If u have any info or schedules for shoots in Southern Illinois, bootheel area of Mo., or close in Ky or Indiana post it up I'd like to shoot a few comps this year. Thx in advance!


----------



## SonnyThomas (Sep 10, 2006)

Try these, just plug in state; www.3dshoots.com www.bowsite.com


----------



## jcarlton (Sep 5, 2008)

*Thank You*

I appreciate the help.


----------



## thenson (Mar 23, 2004)

Here is a link to a thread about one in Evansville Sat.

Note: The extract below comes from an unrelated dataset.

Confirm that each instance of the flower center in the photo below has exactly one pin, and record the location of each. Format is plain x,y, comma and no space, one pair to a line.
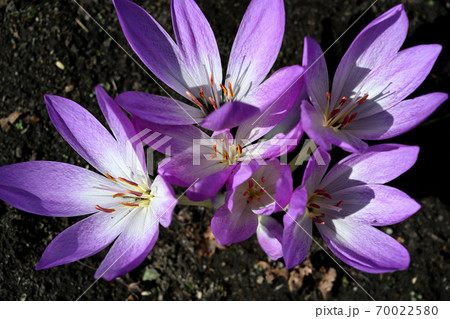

Jan 24th at 4:00 PM

http://www.archerytalk.com/vb/showthread.php?t=828297


----------



## jcarlton (Sep 5, 2008)

*Bad Luck*

I just saw your post thenson ty very much but it's almost 3 and shoot starts at 4 so I won't be able to make this round. Fell free to drop e a line if another gets scheduled.


----------



## ihunt-4-me (Jan 20, 2008)

Are you looking for local level 3D shoots? If so, Oblong has a shoot this 1/25 and every last Sun of the month. Bridgeport has a shoot every second Sun and Kimundy has a shoot every third Sun. If Mt Carmel starts up again, they also are the third Sun. These are all good shoots, nice locations and friendly people.


----------



## bambam203 (Sep 30, 2008)

Hey Jason here' a link to a place up in Mount Vernon that's gonna be forming a techno hunt league if ur into that...

http://www.siloutdoors.com/showthread.php?t=9284


----------



## Simpson (Dec 11, 2006)

Crawford County Bowhunters got the 4th Sunday and the shoot is in Oblong, IL. Quabache Trails 3D club in Vincennes, IN have a good shoot on 1st Sun. You can contact CCB at [email protected] and "The Boyz Bow Shop" 812-886-3952 can get you a current Quabache schedule. There's plenty more around, these may favorites.


----------